The thesis lays the main emphasis on the newest art, but also involves the 1960's where
a crucial part of the foundation for today's OA was laid out; above all John Latham from
the British pioneer group within the field, Artist Placement Group. From here MFT moves
on to a very well- chosen case: the Danish 'Industries of Vision' (1998- 2001) by the artist
Kent Hansen's art organisation 'democratic innovation'. The project brought together the
artist groups Superflex and N55 and the companies LK and Basta, and was documented
at Vestsjællands Kunstmuseum (En: West- Zealand Art Museum) afterwards.

Following this case MFT develops a theory of OA. In absolute compliance with the double
nature of OA, he first draws upon the organisational theory and points out the
remarkable similarities between Edgar H. Schein's description of the working process in
the so- called process consultation and the working methods that the OA artists use.
Secondly, and via contemporary art theories, he pins down the aspect of art in OA: Nicolas
Bourriaud's theory of relational aesthetics, Peter Bürger's avant- garde theory, the ideas
underlying contextual art and, finally, Miwon Kwon's distinctions between various types
of site- specificity and her reflections about how the artists today have changed their role
and often work as mediators and project- coordinators.

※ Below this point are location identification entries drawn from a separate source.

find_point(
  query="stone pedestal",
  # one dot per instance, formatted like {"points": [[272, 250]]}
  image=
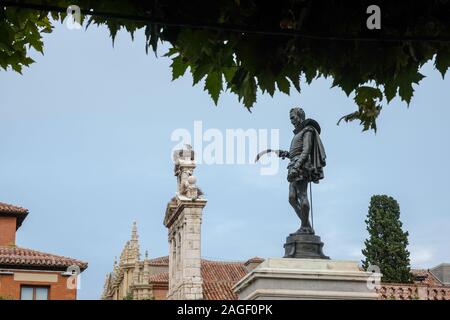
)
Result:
{"points": [[290, 279], [183, 220], [304, 246]]}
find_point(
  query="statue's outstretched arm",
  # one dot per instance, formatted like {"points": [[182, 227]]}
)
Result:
{"points": [[283, 154], [280, 153]]}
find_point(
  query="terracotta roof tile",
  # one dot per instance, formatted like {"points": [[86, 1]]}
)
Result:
{"points": [[26, 259], [219, 277], [13, 211]]}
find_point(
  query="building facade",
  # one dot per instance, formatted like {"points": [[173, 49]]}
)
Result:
{"points": [[27, 274], [183, 274]]}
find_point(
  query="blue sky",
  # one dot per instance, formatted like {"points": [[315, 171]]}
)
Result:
{"points": [[85, 146]]}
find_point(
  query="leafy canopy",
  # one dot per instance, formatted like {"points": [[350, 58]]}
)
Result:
{"points": [[245, 45], [387, 244]]}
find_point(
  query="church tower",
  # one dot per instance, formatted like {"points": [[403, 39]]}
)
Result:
{"points": [[183, 219]]}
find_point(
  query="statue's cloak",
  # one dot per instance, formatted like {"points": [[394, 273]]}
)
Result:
{"points": [[317, 157]]}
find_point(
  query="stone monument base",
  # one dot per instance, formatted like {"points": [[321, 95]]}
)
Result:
{"points": [[295, 279], [304, 246]]}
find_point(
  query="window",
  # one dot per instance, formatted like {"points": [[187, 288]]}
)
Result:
{"points": [[33, 293]]}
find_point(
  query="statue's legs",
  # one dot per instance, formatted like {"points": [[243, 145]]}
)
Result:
{"points": [[293, 200], [298, 198]]}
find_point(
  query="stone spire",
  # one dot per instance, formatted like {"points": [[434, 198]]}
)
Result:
{"points": [[136, 272], [146, 271], [133, 246]]}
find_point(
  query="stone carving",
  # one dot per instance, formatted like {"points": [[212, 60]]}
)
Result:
{"points": [[183, 219]]}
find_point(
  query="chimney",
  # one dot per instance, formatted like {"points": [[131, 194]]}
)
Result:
{"points": [[11, 218], [442, 273]]}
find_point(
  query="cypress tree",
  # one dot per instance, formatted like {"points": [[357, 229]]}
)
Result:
{"points": [[387, 242]]}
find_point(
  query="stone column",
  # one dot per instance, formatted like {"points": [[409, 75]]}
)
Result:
{"points": [[183, 219]]}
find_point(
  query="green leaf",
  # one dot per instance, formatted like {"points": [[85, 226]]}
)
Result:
{"points": [[283, 85], [178, 67], [442, 61]]}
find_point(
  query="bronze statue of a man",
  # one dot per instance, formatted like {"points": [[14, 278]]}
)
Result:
{"points": [[307, 159]]}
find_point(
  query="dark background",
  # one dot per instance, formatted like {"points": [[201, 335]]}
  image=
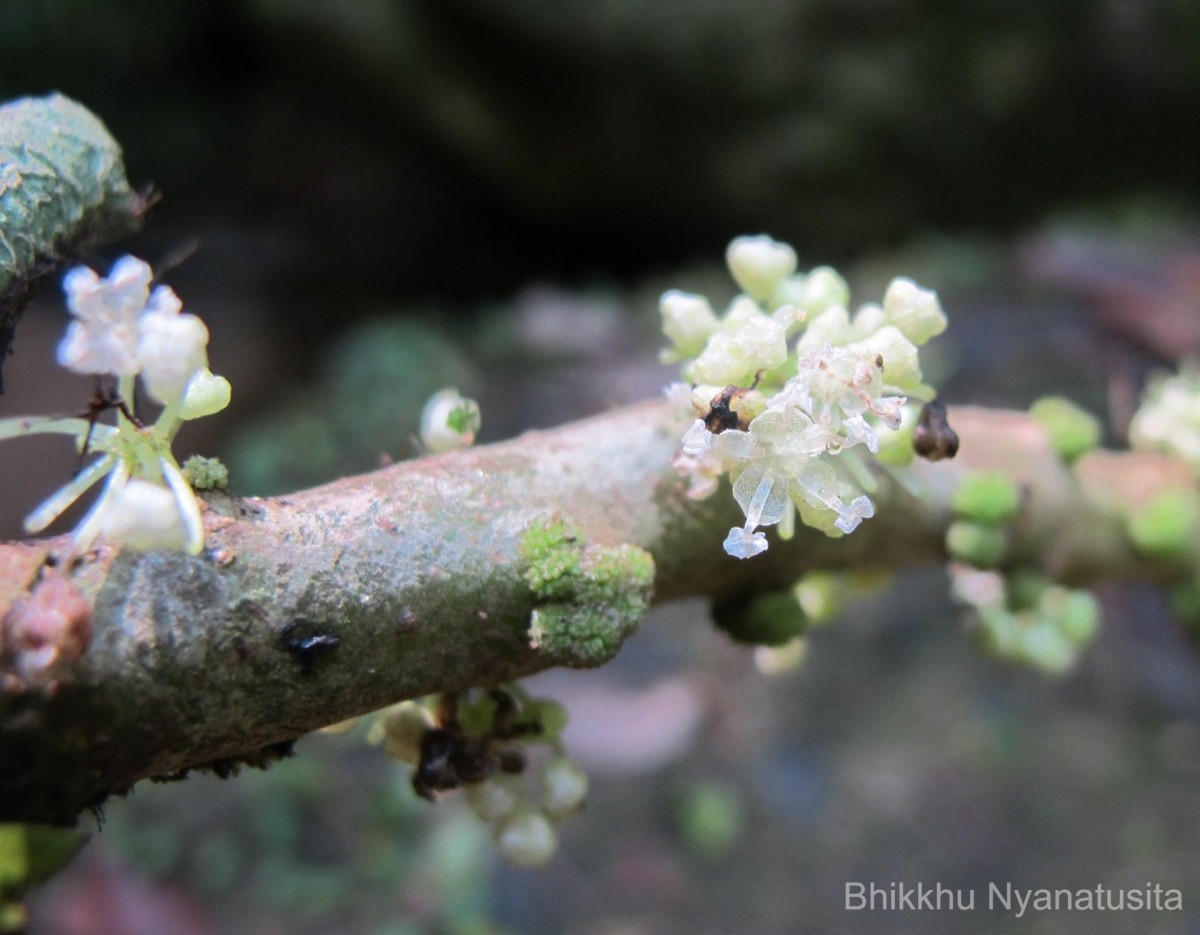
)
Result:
{"points": [[366, 201]]}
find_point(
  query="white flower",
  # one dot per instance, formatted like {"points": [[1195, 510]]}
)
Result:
{"points": [[144, 516], [564, 786], [527, 839], [913, 310], [449, 420], [103, 339], [123, 329], [1169, 418], [851, 381], [172, 347], [859, 509]]}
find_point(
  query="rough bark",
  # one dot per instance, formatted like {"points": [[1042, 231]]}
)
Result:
{"points": [[307, 609]]}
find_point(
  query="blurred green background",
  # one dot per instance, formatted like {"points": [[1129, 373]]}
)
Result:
{"points": [[367, 201]]}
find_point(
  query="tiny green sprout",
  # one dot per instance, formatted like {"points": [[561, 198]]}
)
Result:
{"points": [[1073, 431], [987, 497], [979, 545], [1025, 588], [712, 816], [820, 595], [205, 473], [1077, 613], [1043, 645], [1167, 527], [772, 618]]}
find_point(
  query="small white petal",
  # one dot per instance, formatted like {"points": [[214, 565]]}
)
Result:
{"points": [[187, 505], [741, 543], [53, 507], [172, 348], [89, 528], [145, 517]]}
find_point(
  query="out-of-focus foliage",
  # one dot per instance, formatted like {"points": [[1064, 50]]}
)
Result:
{"points": [[61, 183], [607, 133]]}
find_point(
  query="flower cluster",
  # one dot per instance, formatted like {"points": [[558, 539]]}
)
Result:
{"points": [[481, 744], [127, 331], [786, 381], [1169, 418]]}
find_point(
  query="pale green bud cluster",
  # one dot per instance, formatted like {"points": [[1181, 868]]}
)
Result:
{"points": [[1169, 418], [1026, 618], [125, 331], [520, 795], [787, 379]]}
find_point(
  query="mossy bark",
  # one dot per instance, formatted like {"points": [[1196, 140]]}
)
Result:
{"points": [[309, 609]]}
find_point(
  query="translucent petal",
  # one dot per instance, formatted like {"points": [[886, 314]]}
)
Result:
{"points": [[741, 543], [762, 496], [189, 507], [53, 507]]}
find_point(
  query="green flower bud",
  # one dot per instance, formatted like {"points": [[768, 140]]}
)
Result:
{"points": [[527, 838], [983, 546], [913, 310], [688, 321], [759, 264], [1165, 527], [987, 497], [1045, 646], [823, 288], [820, 595], [550, 714], [205, 394], [1072, 430], [1077, 613]]}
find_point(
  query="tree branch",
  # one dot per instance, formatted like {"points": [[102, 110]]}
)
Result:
{"points": [[317, 606]]}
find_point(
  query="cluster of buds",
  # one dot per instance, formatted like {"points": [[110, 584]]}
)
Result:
{"points": [[483, 744], [126, 331], [786, 381], [1026, 618], [1169, 417]]}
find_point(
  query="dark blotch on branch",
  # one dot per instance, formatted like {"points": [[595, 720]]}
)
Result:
{"points": [[307, 642], [933, 438]]}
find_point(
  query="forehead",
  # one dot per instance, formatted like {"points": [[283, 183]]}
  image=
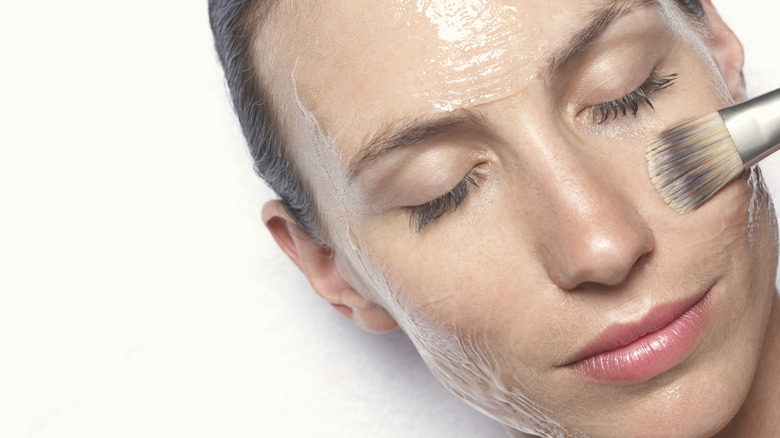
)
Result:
{"points": [[357, 66]]}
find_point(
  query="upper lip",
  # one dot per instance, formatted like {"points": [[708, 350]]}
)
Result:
{"points": [[620, 335]]}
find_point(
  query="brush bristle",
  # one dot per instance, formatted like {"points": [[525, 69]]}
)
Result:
{"points": [[692, 161]]}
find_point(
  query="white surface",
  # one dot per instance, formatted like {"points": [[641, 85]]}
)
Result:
{"points": [[139, 293]]}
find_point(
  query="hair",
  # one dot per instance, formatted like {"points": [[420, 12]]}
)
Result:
{"points": [[235, 25]]}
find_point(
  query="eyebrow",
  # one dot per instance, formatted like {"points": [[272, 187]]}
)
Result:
{"points": [[582, 40], [415, 131], [410, 132]]}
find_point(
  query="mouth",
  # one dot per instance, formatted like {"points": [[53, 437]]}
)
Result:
{"points": [[628, 354]]}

The thesis must be characterised as a pioneering work which meets the scientific
standards of thorough research and accuracy. As one of the first, the thesis maps a newly
developed field, about which only extremely sparse literature has been available until
now. The text is well set- out and characterised by both a breadth of view and a thorough

96
level of detail knowledge of the present material. It is written in an accessible language,
so the thesis also holds great qualities as a communication piece.

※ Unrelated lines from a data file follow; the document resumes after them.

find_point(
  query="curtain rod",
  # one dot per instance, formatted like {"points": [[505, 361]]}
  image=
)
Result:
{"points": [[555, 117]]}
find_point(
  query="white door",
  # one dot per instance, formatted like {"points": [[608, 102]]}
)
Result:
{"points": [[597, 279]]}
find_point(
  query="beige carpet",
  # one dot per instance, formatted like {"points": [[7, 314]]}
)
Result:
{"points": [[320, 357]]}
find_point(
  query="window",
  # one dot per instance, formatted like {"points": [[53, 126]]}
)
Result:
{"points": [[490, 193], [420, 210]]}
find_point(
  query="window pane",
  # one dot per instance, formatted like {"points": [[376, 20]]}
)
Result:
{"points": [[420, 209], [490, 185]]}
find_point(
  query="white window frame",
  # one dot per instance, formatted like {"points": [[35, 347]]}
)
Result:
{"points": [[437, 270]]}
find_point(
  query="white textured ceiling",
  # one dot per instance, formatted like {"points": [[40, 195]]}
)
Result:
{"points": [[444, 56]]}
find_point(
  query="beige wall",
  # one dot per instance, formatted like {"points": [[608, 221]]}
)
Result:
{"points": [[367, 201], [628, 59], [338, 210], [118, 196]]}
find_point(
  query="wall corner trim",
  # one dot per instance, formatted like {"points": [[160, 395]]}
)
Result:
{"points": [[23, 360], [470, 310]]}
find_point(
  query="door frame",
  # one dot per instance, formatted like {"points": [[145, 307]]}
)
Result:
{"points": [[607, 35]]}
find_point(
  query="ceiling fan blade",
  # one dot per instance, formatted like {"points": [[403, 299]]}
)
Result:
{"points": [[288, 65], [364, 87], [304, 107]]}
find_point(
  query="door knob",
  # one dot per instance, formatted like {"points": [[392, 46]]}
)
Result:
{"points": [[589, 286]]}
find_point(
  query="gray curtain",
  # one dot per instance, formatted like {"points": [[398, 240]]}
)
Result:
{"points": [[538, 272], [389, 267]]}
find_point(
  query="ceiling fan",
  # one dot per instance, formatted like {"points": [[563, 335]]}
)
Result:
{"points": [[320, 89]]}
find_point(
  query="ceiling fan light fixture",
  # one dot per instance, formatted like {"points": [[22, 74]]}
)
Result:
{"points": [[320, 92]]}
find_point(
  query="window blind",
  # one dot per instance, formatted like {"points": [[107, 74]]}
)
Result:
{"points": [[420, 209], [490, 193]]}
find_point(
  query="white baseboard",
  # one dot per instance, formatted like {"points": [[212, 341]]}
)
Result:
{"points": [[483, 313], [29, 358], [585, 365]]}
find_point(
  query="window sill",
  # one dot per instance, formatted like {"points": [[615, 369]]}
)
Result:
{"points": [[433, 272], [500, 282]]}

MFT has worked himself within the environment for several years, among other things as
one of the originators of a large conference in 2004. This has enabled him to gather
information from central players and obtain access to important sources and
communicate them to a larger circle of people, to whom they otherwise would be
unattainable. The personal involvement marks the thesis in the form of a strong
engagement, which renders the text dynamic because the involvement has stimulated
the critical- discursive judgement, rather than restricting it. The methodical reflections,
especially in regard to Gadamer's hermeneutics, could however have been more
elaborate and it does not seem appropriate that they are placed in the end as an
appendix after the conclusion.

As a foundational research project, the thesis reaches a high level. It is not a mere
registration of completed projects, although is does manage to mention a large number
of artists within the field. If anything, it gives the field a theoretical superstructure. On
the basis of thorough and well- informed analyses, above all of Latham and Industries of
Vision and supported by carefully selected elements from organisational theory and art
theory, MFT reaches the articulation of an independent and original theory of which traits
define OA as an artistic field or genre. He also describes with great precision and fine
distinction which expectations one could have to this art form, at which points OA has
taken on traits from organisational culture and at which points the phenomenon differs.
Furthermore, he describes the difference between OA and related but more traditional
artistic phenomena, such as contextual art which also works critical- analytical with the
work's context. With this, MFT advances the understanding of the mixed phenomenon OA
a great deal, and this is done in a way which equally might enlighten readers from both
the art world and the corporate sector.